The more condensed way of completing the creation of a new branch is to use git checkout -b <new-branch>. This tells git to create the new branch from where you are and check it out immediately. You will find that doing this is simpler than doing the 2 step method shown above but it's important to remember what exactly is being completed by using this one command to essentially run 2 commands. I also have to point out to you, that even after many years of dealing with git and using this command countless times, I still have to reference the manual page as I had forgotten the details over the years for git checkout -b and had to reference it again.

Once you have created the branch and confirmed you are on that branch, you are good to make the change you are looking to complete. As you complete git add and git commit, you know you are applying those changes to the branch you created. Having the changes saved in its own branch is nice; say if you're working on a multi-day code update to the project, and you're looking to make sure your code is saved, you are going to add and commit multiple times through that period to save your code.

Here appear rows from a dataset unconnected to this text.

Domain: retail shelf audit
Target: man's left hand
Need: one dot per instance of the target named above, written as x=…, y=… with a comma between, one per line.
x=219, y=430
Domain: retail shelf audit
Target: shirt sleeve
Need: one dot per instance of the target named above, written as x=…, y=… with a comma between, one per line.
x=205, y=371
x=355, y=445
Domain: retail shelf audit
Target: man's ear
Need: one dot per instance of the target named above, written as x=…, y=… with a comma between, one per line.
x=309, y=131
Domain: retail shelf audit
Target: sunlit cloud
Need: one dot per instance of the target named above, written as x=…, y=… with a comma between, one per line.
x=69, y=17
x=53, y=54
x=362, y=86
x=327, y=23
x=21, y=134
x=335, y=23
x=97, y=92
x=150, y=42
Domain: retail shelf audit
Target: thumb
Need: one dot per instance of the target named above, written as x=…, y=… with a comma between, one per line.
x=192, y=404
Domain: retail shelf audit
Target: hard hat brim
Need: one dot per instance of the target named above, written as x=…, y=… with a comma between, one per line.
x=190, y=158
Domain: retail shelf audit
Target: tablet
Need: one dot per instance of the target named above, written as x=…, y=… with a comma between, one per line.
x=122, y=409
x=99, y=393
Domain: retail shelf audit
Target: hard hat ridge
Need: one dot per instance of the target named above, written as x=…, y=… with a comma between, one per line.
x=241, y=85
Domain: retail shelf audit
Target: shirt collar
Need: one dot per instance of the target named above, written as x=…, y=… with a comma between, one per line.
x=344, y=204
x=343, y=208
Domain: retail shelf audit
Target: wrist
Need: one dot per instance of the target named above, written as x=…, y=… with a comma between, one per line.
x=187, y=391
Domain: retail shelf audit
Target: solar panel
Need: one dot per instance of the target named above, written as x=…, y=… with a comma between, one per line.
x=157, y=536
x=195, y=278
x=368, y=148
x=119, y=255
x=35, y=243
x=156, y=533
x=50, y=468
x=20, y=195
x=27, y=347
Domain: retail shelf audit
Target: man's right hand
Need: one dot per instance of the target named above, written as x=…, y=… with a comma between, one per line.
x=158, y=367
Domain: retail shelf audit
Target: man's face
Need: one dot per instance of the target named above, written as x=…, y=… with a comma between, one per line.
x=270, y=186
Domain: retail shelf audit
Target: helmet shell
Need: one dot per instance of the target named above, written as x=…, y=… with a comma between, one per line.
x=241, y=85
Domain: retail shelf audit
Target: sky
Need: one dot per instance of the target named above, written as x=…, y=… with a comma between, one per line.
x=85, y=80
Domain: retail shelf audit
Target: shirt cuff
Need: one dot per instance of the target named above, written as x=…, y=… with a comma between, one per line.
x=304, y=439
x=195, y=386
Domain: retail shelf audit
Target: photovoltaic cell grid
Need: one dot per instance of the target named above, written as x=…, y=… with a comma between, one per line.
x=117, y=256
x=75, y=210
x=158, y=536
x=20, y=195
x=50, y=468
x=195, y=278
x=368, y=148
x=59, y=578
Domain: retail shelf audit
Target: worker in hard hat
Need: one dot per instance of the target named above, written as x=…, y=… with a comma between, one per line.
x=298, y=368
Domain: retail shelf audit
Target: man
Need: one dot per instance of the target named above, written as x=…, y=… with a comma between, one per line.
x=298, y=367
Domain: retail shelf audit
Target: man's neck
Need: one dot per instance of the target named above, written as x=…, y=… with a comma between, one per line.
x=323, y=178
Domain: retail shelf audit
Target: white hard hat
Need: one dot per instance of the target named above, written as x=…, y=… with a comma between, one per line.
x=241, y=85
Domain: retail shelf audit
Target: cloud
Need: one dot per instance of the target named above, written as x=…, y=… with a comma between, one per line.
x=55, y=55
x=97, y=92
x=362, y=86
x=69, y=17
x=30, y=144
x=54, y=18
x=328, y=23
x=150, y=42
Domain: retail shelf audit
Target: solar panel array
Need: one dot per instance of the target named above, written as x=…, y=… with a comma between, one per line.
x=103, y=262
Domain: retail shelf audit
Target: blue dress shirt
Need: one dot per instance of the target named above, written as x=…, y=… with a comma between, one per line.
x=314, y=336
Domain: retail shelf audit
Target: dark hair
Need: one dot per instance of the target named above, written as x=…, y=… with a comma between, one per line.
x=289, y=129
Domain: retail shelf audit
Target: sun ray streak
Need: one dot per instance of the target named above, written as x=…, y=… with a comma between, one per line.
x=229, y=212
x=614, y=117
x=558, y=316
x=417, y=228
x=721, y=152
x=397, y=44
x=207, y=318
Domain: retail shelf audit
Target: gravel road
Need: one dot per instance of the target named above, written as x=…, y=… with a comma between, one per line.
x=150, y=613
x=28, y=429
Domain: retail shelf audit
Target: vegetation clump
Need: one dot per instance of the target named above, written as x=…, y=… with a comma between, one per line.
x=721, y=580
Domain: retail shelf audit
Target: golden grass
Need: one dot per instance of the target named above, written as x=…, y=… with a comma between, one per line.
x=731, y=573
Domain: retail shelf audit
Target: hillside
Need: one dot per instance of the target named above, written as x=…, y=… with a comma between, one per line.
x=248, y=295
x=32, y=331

For those wondering, git add moves a copy of the code into your staging area before committing it using git commit. I know there is the command git commit -a which will just commit all of your changes immediately, although I do have to give you a warning that this could have detrimental effects on your code commits and it's better to take the time to add files accordingly before committing.

Now that you have completed your change and ensured that everything is working as expected, you're going to want to merge into the master branch. The way this is completed is with git merge, but before you run that command you are going to want to make sure you check out the master branch with git checkout master and then run git merge <branch> as created above. As long as there has been no other branches merged in and changes done to the master branch, it should merge without any issues. However, if you come across a merge issue, you will have to run git status and fix each of the files listed as merge conflict(s). Once all the conflicts have been fixed, you are going to want to run git add for each of the corrected files, then git merge --continue.

Finally, after you have completed all the work you needed to do, and you no longer require the branch, you will want to perform some clean up on that branch. So, to complete this, you run git branch -d <branch> to remove this branch. It's always good to keep your branches clean from extra entries so you're not buried in a list of branches.

Additional notes for those new to this: I'm a firm believer in that you don't need to remember everything right off the get go with using git, but taking the time to remember where to look when you're stuck is important. So to help you out, I am going to share the links to every manual or man page for the git commands shown in this tutorial. Also, check out the git pro git book as it's free for everyone. I have read it and I find that I myself keep going back to it to look something up.

Manaul pages:
git add

git branch

git checkout

git commit

git merge

A working example of the command in sequence

`git checkout -b feature-branch`
`git add feature.txt`
`git status`
`git commit -m "awesome feature"`
`git checkout master`
`git status`
`git merge feature-branch`
`git status`

In summary, I hope you have learned something useful about utilizing git and if you have any questions, please ask in the comments section below. I or someone else will be able to assist when they see your question.